A velha nos espera e o indio que acompanha Lali esta na areia seca, no lugar onde, apos a pesca, eles costumam abrir as ostras. Esta contente com o fato de nos termos trazido tantas ostras. Lali parece explicar-lhe o que eu fiz, amarrando a sacola na corda, aliviando-lhe o esforco da subida e permitindo que ela ponha mais ostras dentro dela. Ele examina o no que eu dei na corda para prende-la ao saco. Experimenta desfaze-lo e, logo na primeira tentativa, consegue refaze-lo com muita pericia. Entao me olha, muito orgulhoso.
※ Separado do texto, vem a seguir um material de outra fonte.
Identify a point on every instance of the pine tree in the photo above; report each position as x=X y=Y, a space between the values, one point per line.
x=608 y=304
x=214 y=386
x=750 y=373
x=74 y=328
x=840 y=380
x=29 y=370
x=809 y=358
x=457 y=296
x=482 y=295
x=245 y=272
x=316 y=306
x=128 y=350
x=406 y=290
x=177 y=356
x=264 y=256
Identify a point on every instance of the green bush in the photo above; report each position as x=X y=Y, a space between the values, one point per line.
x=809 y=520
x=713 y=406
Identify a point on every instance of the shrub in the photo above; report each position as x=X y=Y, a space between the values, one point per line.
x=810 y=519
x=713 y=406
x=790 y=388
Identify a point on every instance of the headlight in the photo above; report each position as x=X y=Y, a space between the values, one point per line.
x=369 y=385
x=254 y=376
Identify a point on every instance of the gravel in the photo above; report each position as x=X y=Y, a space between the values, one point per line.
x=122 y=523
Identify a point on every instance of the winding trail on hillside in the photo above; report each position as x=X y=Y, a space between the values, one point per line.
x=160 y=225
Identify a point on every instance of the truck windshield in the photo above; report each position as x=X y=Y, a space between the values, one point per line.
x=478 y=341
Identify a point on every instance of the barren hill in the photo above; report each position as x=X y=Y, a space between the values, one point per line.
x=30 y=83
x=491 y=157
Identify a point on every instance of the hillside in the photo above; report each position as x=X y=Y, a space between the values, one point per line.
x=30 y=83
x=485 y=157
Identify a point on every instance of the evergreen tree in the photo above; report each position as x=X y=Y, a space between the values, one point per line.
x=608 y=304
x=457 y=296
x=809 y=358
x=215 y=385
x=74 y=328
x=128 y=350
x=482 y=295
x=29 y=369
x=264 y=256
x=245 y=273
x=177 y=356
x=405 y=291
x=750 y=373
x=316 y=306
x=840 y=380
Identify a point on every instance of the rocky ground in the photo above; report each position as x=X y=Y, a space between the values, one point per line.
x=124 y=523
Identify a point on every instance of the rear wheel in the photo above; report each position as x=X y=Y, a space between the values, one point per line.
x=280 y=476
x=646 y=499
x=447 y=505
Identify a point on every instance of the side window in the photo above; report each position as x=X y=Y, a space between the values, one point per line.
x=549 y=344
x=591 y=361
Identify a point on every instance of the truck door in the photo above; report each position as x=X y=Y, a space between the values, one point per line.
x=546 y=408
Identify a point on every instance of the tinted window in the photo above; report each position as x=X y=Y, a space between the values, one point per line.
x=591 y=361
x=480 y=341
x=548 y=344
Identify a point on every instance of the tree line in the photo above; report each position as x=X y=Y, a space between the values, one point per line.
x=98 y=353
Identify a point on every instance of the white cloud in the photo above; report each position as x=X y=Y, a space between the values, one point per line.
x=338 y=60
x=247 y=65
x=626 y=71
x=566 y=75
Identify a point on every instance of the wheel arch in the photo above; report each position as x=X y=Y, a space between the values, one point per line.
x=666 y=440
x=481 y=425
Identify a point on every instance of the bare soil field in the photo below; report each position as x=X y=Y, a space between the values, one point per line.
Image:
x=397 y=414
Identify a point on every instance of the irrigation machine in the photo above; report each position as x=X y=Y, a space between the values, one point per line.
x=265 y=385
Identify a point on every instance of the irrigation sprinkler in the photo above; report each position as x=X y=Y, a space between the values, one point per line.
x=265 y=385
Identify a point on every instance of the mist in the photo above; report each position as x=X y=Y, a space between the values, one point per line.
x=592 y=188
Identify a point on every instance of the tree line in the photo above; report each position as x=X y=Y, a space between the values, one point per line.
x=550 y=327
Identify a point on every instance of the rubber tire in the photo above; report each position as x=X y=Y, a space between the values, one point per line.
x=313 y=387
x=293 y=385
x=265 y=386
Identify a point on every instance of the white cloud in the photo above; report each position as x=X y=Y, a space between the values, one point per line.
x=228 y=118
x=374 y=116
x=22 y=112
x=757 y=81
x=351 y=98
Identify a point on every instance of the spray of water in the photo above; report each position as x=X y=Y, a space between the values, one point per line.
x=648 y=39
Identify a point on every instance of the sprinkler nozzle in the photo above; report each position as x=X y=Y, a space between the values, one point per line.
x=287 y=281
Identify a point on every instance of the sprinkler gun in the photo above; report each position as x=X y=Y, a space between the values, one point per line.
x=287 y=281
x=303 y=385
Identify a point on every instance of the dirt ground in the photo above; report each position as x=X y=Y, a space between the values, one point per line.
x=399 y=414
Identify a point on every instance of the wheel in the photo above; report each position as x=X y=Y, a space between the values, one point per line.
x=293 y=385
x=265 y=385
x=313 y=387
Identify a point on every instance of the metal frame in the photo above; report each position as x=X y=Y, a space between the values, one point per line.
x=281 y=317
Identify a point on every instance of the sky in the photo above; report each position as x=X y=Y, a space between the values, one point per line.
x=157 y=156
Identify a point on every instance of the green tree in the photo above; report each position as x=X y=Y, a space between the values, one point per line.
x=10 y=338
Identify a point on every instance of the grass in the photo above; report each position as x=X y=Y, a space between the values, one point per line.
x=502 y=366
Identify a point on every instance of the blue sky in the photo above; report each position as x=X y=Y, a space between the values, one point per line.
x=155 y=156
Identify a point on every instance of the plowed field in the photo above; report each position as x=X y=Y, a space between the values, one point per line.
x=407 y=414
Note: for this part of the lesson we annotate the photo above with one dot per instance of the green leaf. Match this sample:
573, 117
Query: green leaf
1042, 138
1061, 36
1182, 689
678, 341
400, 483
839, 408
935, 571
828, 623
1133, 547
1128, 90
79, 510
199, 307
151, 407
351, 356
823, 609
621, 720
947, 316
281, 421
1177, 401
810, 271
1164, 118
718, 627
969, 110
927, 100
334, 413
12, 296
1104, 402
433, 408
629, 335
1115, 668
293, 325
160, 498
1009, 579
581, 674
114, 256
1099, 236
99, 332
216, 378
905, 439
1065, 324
Abrindo as ostras, a velha encontra treze perolas. Lali, que habitualmente nao fica nunca para essa operacao e espera em casa que lhe levem a parte dela, permaneceu ate que abrissem a ultima ostra- Comi pelo menos tres duzias. Lali comeu cinco ou seis. A velha separa as perolas, que sao mais ou menos do mesmo tamanho, do tamanho de urna ervilha. Tres perolas para o chefe, tres para mim, duas para a velha, cinco para Lali. Lali recebe as tres perolas que me cabem e as entrega a mim. Eu as recebo e as entrego ao indio machucado. Ele nao quer recebe-las, mas eu lhe abro a mao, ponho as perolas dentro dela e torno a fecha-la. Entao aceita. Sua mulher e sua filha observam a cena um tanto afastadas do nosso grupo e estavam em silencio, mas agora comecam a rir e se aproximam. Ajudo o pescador a se deslocar ate a cabana dele.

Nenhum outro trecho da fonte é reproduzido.